442 F2d 444 United States v. Kennedy
442 F.2d 444
UNITED STATES of America, Plaintiff-Appellee,
Cleo KENNEDY, Defendant-Appellant.
United States Court of Appeals, Tenth Circuit.
May 14, 1971.
John Kokish, Denver, Colo., for defendant-appellant.
A. Pratt Kesler, Asst. U. S. Atty., Salt Lake City, Utah (C. Nelson Day, U. S. Atty., Salt Lake City, Utah), for plaintiff-appellee.
Before BREITENSTEIN and HILL, Circuit Judges, and LANGLEY, District Judge.
LANGLEY, District Judge.
The appellant, Cleo Kennedy, and one Joe Buchanan were charged by indictment in the United States District Court for the District of Utah, Central Division, with transporting Kathleen Louise Merck from Portland, Oregon, to Salt Lake City, Utah, for the purpose of prostitution, in violation of 18 U.S.C. § 2421. From the judgment and sentence imposed following his conviction by a jury Kennedy has appealed. As grounds for reversal he relies on two propositions: First, as to him the evidence is insufficient to sustain a finding by the jury that Kathleen Merck was transported for the purpose of prostitution, and second, at most the evidence shows transportation for such purpose to Utah from Colorado and not, as alleged in the indictment, from Oregon.
The fact that the trio went from Portland to Salt Lake City is not questioned on appeal. Kennedy and Buchanan left Portland with Kathleen Merck, a female thirteen years of age at the time, about March 28, 1969, traveling by automobile. On April 2nd they registered at a motel in LaJunta, Colorado, where Kennedy made a previously set court appearance the following day. Then that same day they went on to Salt Lake City and registered at a motel there. Kennedy argues, however, that this actually amounted to two separate trips. The first, he says, was from Portland to LaJunta so he could make the court appearance and for no other purpose, a legitimate reason not properly the basis for criminal prosecution even though Kathleen Merck was taken along. The second, he contends, originated in LaJunta and not in Portland, as alleged in the indictment. With respect to the first, he relies largely on Mortensen v. United States, 322 U.S. 369, 64 S.Ct. 1037, 88 L.Ed. 1331 (1943), in which it was held there was no violation if the dominant purpose of the trip was legitimate. As to the second, his position is that the proof is at variance with the indictment. We consider neither position tenable under the evidence.

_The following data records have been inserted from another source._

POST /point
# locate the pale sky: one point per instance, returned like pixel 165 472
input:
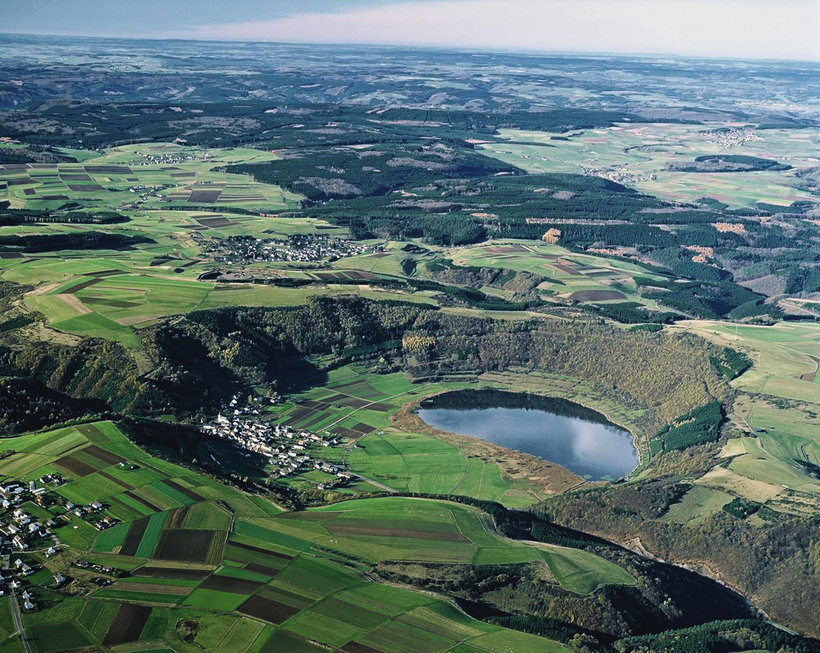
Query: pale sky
pixel 777 29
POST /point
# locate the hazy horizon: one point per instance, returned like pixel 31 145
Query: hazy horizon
pixel 735 29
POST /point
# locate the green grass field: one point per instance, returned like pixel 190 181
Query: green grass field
pixel 281 577
pixel 779 405
pixel 638 156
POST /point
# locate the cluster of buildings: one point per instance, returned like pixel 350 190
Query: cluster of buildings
pixel 299 247
pixel 17 526
pixel 287 450
pixel 156 157
pixel 730 137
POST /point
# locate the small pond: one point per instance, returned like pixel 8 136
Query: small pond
pixel 561 431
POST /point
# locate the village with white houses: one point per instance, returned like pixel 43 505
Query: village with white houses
pixel 22 533
pixel 286 449
pixel 297 247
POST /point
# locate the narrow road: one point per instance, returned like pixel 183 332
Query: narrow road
pixel 15 611
pixel 381 486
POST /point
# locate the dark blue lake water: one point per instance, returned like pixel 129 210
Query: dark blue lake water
pixel 557 430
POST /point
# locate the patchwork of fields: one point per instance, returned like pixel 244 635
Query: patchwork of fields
pixel 639 156
pixel 197 564
pixel 150 175
pixel 775 459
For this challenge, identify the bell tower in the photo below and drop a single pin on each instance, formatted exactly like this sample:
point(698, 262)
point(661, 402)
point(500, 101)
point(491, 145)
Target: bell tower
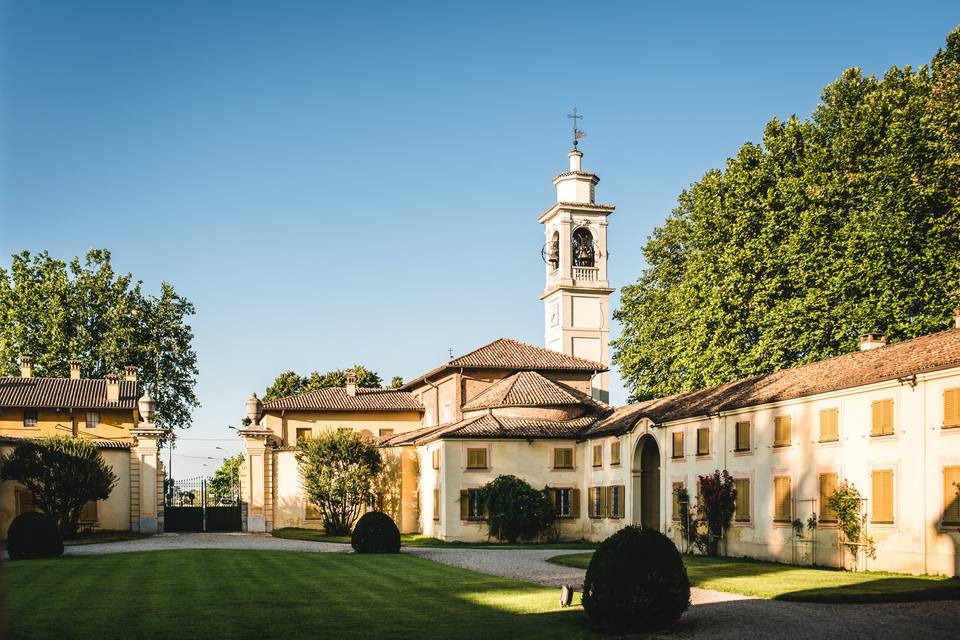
point(576, 299)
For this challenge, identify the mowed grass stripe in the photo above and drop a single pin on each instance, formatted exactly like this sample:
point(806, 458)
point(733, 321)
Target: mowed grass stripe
point(256, 594)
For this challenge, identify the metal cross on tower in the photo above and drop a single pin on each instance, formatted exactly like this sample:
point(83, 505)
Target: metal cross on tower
point(577, 133)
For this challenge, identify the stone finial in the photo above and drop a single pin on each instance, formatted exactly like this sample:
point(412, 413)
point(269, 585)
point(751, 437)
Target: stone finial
point(147, 407)
point(254, 409)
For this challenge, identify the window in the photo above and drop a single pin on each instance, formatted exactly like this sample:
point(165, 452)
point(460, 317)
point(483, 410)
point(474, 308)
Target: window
point(471, 507)
point(615, 501)
point(597, 507)
point(782, 431)
point(563, 458)
point(782, 499)
point(881, 507)
point(882, 422)
point(951, 408)
point(566, 502)
point(88, 513)
point(951, 495)
point(828, 486)
point(703, 441)
point(829, 431)
point(677, 486)
point(742, 436)
point(742, 512)
point(25, 501)
point(477, 458)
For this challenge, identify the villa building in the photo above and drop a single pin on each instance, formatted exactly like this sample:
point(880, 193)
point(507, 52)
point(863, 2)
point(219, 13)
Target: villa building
point(886, 419)
point(104, 411)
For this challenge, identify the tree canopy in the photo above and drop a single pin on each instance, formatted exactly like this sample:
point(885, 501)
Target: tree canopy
point(840, 224)
point(53, 312)
point(290, 383)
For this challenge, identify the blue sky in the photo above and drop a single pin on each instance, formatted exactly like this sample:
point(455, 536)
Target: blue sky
point(360, 182)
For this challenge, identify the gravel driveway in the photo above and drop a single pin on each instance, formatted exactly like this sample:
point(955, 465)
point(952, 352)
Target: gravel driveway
point(715, 615)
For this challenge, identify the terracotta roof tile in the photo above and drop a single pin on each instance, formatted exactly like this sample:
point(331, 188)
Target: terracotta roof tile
point(932, 352)
point(66, 393)
point(336, 399)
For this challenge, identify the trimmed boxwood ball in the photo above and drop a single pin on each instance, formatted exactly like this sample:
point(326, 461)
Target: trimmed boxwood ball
point(636, 581)
point(34, 535)
point(375, 532)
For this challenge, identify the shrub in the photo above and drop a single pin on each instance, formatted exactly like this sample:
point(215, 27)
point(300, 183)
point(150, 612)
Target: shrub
point(34, 535)
point(516, 510)
point(636, 581)
point(375, 532)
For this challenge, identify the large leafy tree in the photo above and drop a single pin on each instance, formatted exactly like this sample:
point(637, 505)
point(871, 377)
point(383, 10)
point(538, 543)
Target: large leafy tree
point(55, 311)
point(338, 469)
point(840, 224)
point(291, 383)
point(63, 474)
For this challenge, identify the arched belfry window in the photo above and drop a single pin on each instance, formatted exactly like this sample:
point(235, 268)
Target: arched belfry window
point(582, 248)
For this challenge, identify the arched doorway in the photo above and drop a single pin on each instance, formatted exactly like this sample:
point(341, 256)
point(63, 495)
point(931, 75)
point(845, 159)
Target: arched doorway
point(646, 483)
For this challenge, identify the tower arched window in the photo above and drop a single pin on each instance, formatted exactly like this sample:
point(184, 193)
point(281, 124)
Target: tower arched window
point(583, 254)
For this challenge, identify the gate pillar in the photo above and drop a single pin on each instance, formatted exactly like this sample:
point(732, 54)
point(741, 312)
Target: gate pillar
point(146, 495)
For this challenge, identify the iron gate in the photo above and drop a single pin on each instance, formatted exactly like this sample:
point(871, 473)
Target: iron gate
point(193, 505)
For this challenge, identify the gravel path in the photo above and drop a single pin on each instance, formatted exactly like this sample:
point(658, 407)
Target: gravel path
point(204, 541)
point(715, 615)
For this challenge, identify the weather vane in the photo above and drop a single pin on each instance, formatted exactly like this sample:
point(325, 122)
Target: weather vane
point(577, 133)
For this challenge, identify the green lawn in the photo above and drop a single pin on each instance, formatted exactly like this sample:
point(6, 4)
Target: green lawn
point(802, 584)
point(222, 593)
point(414, 540)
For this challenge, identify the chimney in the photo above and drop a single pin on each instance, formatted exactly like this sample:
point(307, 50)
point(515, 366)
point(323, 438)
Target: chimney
point(351, 383)
point(113, 387)
point(871, 341)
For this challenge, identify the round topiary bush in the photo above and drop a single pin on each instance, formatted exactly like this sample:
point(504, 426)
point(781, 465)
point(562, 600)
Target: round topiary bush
point(34, 535)
point(375, 532)
point(636, 581)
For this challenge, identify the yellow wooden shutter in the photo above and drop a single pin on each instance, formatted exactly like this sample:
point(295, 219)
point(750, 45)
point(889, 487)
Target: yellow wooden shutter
point(951, 407)
point(676, 500)
point(783, 501)
point(951, 501)
point(881, 510)
point(742, 513)
point(703, 441)
point(828, 425)
point(782, 431)
point(828, 486)
point(743, 436)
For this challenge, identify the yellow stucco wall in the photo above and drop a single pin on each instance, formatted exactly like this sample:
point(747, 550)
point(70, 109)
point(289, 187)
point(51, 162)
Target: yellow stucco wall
point(115, 424)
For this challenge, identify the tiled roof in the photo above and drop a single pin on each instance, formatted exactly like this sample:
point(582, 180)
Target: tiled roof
point(505, 353)
point(527, 389)
point(100, 444)
point(932, 352)
point(337, 399)
point(66, 393)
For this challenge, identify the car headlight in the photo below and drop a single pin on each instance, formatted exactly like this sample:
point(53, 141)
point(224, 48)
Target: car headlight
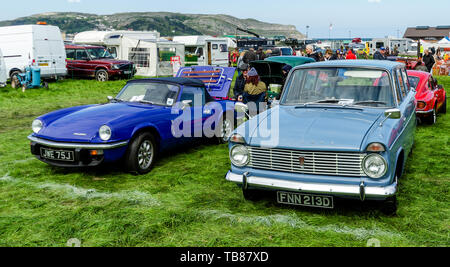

Kathleen Merck testified that Salt Lake City was the destination when they left Portland, that before leaving Portland she understood from both Kennedy and Buchanan the purpose was for her to engage in prostitution, that beginning April 4, 1969, the day after their arrival, she solicited as a prostitute on the streets of Salt Lake City until arrested five or six days later, and that both Kennedy and Buchanan remained in Salt Lake City at least until the day before she was arrested. She further stated as a witness that during the trip she was instructed by Kennedy and Buchanan as to how she was to answer questions if stopped by the police, that she was advised by them a friend of Kennedy's, one Barbara Powell, would meet them in Salt Lake City and give her instructions concerning how to work as a prostitute and how to take care of herself, and that Barbara Powell did in fact help her in this way.
This is ample evidence from which the jury could conclude, as it obviously did, that a single trip was involved, with a mere stopover at LaJunta, Colorado, and that the dominant purpose of the trip from its inception, with Kennedy participating, was for Kathleen Merck to engage in prostitution at Salt Lake City, Utah. The fact that a legitimate purpose was achieved enroute is not determinative. We have repeatedly held it is not necessary that the sole purpose of the transportation be for prostitution; that if one of the dominant purposes of the interstate transportation of a female is to enable her to engage in prostitution it is a violation of the statute even though there may have been a legitimate purpose for the trip as well. See United States v. Tyler, 424 F.2d 510 (10th Cir., 1970), and cases therein cited.